In secondary analyses and subsequent papers, we intend to assess whether there are differences in compliance across intervention group. Although participants attended at least 12 of the 16 nutrition classes and at least 28 of the 32 exercise sessions, we may stratify the participants into lower (12–14 classes) vs. more (15–16 classes) in order to assess changes in health outcomes. We also intend to evaluate compliance in regards to dietary intake strength and/or physical activity levels in subsequent analyses. We are currently examining whether dietary compliers, those who reduced sugar intake and increased dietary fiber, had more improvements in insulin indices and adiposity parameters compared to dietary noncompliers. In future analyses, we will also assess whether participants who increased their strength and physical activity levels had greater improvements in adiposity and metabolic parameters compared to those who decreased their strength and physical activity levels. In addition, the motivation of the participants must also be considered. Motivational questionnaires that were administered pre- and postintervention will be useful in identifying the potential mediating role of motivational factors on health outcomes.
One potential limitation to consider relates to the small sample size. Although, the power calculation showed that we would be able to detect significant differences in change in insulin sensitivity across intervention groups, this calculation was based on pilot data from only boys and the intervention did not include a nutrition component. In addition, this study was not powered to detect differences in gender and a larger sample size would have allowed for better exploration of gender differences across groups.

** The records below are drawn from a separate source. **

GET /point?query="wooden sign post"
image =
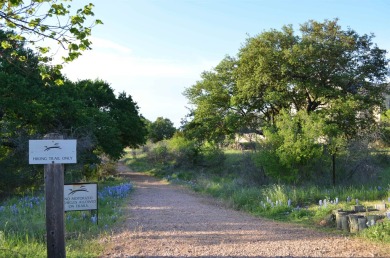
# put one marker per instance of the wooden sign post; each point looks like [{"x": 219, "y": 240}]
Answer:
[
  {"x": 54, "y": 194},
  {"x": 53, "y": 152}
]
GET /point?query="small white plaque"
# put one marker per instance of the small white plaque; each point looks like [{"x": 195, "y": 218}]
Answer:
[
  {"x": 78, "y": 197},
  {"x": 52, "y": 151}
]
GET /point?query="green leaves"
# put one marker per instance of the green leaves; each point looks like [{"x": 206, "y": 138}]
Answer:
[{"x": 54, "y": 21}]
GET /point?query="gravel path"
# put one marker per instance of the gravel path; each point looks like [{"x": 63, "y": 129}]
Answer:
[{"x": 167, "y": 221}]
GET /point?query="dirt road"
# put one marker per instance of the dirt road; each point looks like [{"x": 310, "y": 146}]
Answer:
[{"x": 167, "y": 221}]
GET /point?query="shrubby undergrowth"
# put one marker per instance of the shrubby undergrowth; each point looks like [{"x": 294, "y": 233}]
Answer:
[
  {"x": 237, "y": 178},
  {"x": 22, "y": 227}
]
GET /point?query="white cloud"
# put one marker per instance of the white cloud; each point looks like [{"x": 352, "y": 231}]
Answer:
[{"x": 155, "y": 84}]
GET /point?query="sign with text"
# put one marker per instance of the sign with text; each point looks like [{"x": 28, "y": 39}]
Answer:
[
  {"x": 79, "y": 197},
  {"x": 52, "y": 151}
]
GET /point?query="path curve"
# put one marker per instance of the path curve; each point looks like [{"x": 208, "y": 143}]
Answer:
[{"x": 167, "y": 221}]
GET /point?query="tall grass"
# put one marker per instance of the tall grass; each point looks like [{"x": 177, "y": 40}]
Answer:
[
  {"x": 244, "y": 186},
  {"x": 22, "y": 223}
]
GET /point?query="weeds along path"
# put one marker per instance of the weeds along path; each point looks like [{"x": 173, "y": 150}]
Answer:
[{"x": 165, "y": 220}]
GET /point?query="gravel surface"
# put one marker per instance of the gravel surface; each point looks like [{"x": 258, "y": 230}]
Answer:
[{"x": 165, "y": 220}]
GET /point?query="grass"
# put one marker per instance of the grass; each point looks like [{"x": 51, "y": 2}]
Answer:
[
  {"x": 22, "y": 223},
  {"x": 233, "y": 184}
]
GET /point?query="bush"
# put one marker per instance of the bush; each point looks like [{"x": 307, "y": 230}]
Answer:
[
  {"x": 185, "y": 152},
  {"x": 212, "y": 157}
]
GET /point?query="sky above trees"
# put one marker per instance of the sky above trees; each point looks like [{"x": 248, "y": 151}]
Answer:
[{"x": 154, "y": 50}]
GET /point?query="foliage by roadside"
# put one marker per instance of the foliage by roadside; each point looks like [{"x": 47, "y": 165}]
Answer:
[
  {"x": 240, "y": 184},
  {"x": 22, "y": 231}
]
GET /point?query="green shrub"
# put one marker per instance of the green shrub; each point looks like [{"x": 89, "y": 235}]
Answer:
[{"x": 185, "y": 152}]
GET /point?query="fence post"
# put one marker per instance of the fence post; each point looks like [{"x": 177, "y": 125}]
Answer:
[{"x": 54, "y": 194}]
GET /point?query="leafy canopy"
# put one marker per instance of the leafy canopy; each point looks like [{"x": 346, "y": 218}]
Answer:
[{"x": 40, "y": 20}]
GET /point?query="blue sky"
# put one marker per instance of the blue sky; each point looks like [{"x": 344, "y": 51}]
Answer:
[{"x": 154, "y": 49}]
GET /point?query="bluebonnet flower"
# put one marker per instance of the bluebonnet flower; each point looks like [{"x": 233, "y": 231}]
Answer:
[{"x": 14, "y": 209}]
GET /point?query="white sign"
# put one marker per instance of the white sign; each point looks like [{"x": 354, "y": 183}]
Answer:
[
  {"x": 52, "y": 151},
  {"x": 80, "y": 197}
]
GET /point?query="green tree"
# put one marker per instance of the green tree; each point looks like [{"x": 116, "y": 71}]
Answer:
[
  {"x": 41, "y": 20},
  {"x": 161, "y": 129},
  {"x": 315, "y": 71},
  {"x": 85, "y": 110},
  {"x": 292, "y": 145},
  {"x": 215, "y": 116}
]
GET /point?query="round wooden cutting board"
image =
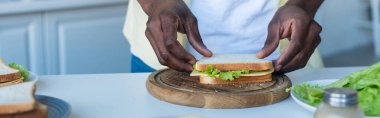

In conclusion, this intensive, randomized control trial, designed specifically for overweight Latino teenagers based on previous successful pilot studies, did not result in the expected adiposity and metabolic improvements. These findings highlight the need for either different or stricter dietary (i.e., more aggressive modification of carbohydrate intake) and exercise (i.e., increased dose, duration, and intensity and different modality) approaches to elicit improvements in adiposity and metabolic parameters in this high-risk population. These findings also emphasize the need to further investigate the intervention response as a function of dietary, strength, and physical activity compliance, the potential mediating effect of motivation, and whether intervening on multiple health behaviors is optimal.